Iowa and Indiana officials said they were working with localities to ensure cases did not go miscounted, including developing directions for college students to put down their school address. Virginia officials said their contact tracers work diligently to identify the infected person’s current location and share it with other health departments if it is out of Virginia.

In Massachusetts, Pat Bruchmann, chief public health nurse for the Worcester Division of Public Health, said she had noticed some students at the 11 colleges in her district were getting tested off campus or when they went home for the weekend. In response, her department now proactively looks for positive test results among people who are of typical college age. So far, she’s had 10 or so cases reassigned to her department from other areas because of address issues, Bruchmann said.

Back in Missouri, freshman Kate Taylor said she fell through the cracks amid the initial rush of cases at the University of Missouri at the end of August.

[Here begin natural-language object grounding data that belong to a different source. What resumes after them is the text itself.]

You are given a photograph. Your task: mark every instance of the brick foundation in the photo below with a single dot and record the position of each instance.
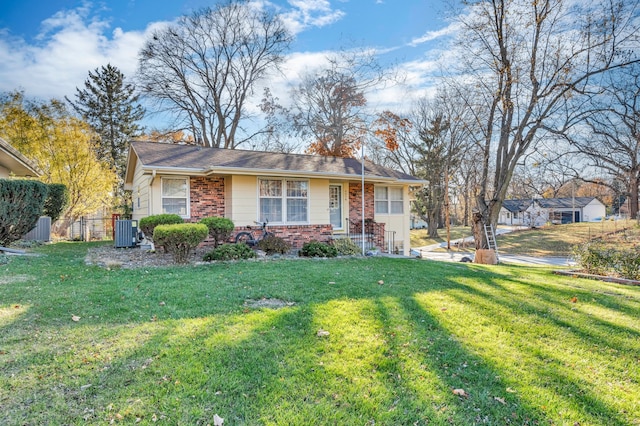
(295, 235)
(355, 201)
(207, 197)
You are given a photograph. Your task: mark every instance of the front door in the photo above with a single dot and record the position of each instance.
(335, 206)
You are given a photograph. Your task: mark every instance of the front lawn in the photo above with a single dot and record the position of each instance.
(409, 342)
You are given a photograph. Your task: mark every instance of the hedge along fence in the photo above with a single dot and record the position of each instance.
(148, 224)
(180, 239)
(21, 205)
(597, 259)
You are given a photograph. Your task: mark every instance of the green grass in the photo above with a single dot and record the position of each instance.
(558, 240)
(177, 345)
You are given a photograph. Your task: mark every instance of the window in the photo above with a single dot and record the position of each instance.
(175, 196)
(388, 200)
(284, 201)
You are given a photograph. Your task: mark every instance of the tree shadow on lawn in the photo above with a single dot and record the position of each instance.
(261, 366)
(390, 356)
(570, 361)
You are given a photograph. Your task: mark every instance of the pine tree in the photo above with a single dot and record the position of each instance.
(110, 106)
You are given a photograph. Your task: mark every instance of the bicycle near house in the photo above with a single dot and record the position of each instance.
(250, 238)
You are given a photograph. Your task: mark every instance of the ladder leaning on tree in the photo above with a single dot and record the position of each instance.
(491, 238)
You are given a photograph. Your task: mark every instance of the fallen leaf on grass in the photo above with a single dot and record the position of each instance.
(461, 392)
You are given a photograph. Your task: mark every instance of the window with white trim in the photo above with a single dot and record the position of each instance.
(389, 200)
(284, 200)
(175, 196)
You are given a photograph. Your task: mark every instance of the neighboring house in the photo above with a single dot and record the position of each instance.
(303, 197)
(13, 163)
(514, 212)
(554, 210)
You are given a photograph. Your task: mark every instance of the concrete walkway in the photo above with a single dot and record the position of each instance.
(427, 252)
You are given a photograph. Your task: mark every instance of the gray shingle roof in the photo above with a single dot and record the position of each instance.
(198, 159)
(547, 203)
(13, 160)
(564, 203)
(516, 206)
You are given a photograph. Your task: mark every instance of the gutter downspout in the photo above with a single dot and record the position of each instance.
(150, 203)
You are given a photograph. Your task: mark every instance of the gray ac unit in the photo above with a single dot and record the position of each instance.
(126, 233)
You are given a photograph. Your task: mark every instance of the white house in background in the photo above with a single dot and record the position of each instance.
(13, 163)
(554, 210)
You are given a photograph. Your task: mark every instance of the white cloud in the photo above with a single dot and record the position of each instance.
(70, 44)
(310, 13)
(433, 35)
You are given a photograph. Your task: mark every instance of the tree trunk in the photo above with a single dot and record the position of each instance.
(633, 195)
(434, 217)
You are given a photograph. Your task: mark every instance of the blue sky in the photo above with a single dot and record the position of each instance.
(47, 47)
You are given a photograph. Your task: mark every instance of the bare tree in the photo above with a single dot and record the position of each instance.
(530, 63)
(611, 138)
(203, 68)
(330, 105)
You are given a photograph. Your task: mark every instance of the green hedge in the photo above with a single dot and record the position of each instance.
(21, 205)
(318, 249)
(149, 223)
(179, 239)
(220, 229)
(595, 258)
(346, 247)
(274, 245)
(230, 252)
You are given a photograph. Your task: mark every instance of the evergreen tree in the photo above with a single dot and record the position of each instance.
(110, 106)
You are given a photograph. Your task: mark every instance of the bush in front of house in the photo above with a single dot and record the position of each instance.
(21, 205)
(346, 247)
(220, 229)
(595, 258)
(148, 224)
(274, 245)
(226, 252)
(318, 249)
(179, 239)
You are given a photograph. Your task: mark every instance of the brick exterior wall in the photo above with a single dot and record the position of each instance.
(295, 235)
(355, 201)
(207, 197)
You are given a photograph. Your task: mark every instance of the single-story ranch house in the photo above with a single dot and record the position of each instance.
(554, 210)
(303, 197)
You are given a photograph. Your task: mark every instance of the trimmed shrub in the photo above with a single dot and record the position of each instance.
(179, 239)
(594, 258)
(149, 223)
(21, 205)
(56, 202)
(628, 263)
(274, 245)
(230, 252)
(220, 229)
(346, 247)
(318, 249)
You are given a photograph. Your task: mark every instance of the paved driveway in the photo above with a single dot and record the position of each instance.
(427, 252)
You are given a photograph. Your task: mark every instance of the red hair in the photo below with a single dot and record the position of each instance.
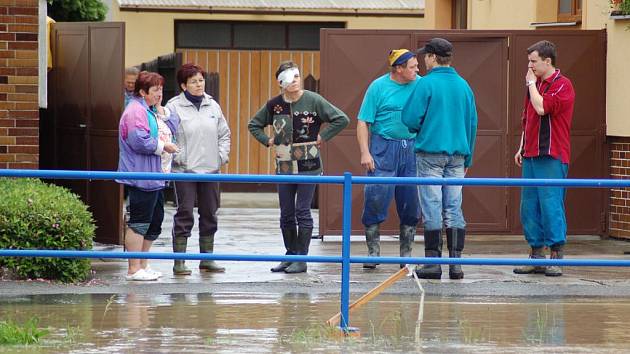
(187, 71)
(146, 80)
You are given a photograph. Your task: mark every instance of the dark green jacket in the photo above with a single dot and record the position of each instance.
(295, 127)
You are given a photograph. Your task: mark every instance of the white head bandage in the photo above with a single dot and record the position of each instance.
(286, 77)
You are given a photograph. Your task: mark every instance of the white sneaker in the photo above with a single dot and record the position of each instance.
(150, 270)
(141, 275)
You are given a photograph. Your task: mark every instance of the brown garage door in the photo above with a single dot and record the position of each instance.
(494, 63)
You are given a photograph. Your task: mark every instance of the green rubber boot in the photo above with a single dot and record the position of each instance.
(206, 245)
(179, 246)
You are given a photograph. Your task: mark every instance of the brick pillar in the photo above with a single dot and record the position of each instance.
(619, 218)
(19, 108)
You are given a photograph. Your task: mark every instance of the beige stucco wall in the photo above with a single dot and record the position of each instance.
(518, 14)
(618, 78)
(150, 34)
(501, 14)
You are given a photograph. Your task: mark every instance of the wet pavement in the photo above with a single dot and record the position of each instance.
(254, 230)
(293, 323)
(248, 309)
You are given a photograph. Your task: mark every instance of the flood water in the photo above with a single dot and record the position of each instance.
(293, 323)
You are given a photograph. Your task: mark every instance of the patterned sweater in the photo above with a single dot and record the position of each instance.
(295, 129)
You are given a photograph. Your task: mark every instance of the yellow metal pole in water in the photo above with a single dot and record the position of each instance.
(333, 321)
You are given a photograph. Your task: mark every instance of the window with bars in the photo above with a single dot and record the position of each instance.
(250, 35)
(569, 10)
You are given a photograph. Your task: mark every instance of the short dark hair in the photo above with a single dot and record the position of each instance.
(284, 66)
(545, 49)
(187, 71)
(444, 60)
(146, 80)
(132, 70)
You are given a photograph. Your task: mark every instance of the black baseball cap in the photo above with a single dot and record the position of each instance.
(438, 46)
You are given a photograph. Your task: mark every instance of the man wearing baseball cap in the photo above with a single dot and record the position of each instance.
(387, 151)
(442, 112)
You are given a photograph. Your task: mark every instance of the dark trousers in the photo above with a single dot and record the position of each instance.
(207, 196)
(295, 205)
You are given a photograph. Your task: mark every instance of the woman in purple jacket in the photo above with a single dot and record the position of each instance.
(140, 149)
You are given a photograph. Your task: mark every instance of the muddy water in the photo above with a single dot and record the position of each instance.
(271, 323)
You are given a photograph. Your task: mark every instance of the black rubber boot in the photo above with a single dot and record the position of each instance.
(455, 242)
(373, 241)
(206, 245)
(432, 248)
(289, 235)
(179, 246)
(407, 234)
(535, 253)
(303, 243)
(557, 252)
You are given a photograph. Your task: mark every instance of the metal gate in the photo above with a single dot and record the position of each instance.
(494, 63)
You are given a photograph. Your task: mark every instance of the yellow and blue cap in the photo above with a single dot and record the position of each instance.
(399, 56)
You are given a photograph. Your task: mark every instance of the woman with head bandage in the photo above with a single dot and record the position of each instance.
(296, 117)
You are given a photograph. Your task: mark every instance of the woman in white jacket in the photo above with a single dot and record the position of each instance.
(204, 141)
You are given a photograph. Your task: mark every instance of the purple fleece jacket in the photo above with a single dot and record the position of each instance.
(138, 151)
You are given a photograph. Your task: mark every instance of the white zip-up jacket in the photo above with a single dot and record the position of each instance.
(203, 136)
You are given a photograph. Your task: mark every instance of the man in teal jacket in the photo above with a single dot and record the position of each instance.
(441, 110)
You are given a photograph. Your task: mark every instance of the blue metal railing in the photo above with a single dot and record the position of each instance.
(347, 180)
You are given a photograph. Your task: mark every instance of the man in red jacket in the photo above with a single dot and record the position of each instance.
(544, 153)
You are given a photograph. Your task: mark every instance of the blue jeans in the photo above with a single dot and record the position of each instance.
(441, 204)
(542, 208)
(392, 158)
(146, 212)
(295, 205)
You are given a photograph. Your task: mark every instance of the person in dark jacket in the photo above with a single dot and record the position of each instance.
(296, 117)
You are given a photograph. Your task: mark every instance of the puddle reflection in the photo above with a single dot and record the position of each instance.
(271, 323)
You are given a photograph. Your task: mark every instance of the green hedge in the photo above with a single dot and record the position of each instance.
(36, 215)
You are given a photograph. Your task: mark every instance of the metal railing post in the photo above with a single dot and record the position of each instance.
(345, 250)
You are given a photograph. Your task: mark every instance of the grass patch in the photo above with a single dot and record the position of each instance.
(12, 333)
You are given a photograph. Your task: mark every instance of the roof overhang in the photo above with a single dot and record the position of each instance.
(406, 8)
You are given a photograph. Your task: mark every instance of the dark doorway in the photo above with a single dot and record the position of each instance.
(86, 102)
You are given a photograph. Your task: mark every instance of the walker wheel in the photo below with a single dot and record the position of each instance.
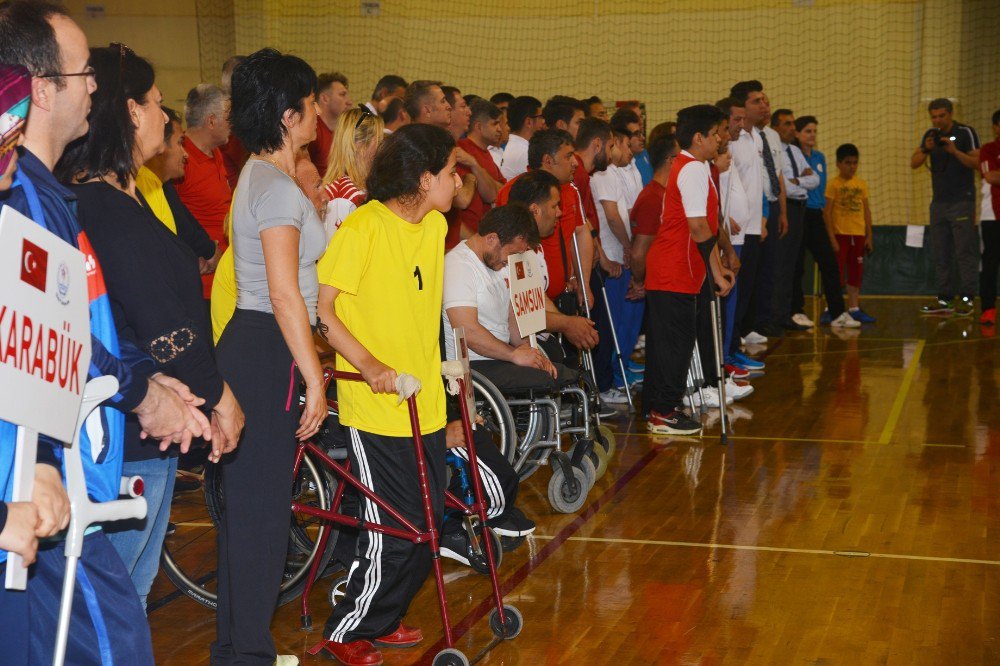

After testing positive for COVID-19, Taylor said, she was told there wasn’t enough room for her to quarantine on campus. The university’s Basi denied that any students had been told the school didn’t have enough space but said he could not discuss details of Taylor’s case without her consent.

The 18-year-old student said she went home 2½ hours away to Jefferson County, where she was told her case would be transferred to local officials. But after nine days of quarantining, Taylor said, she never heard from anyone at her local health department.

She said her contact tracing experience wasn’t much better: Her boyfriend at the university got a call about her case, but the tracer got him confused with her roommate. The tracer then hung up.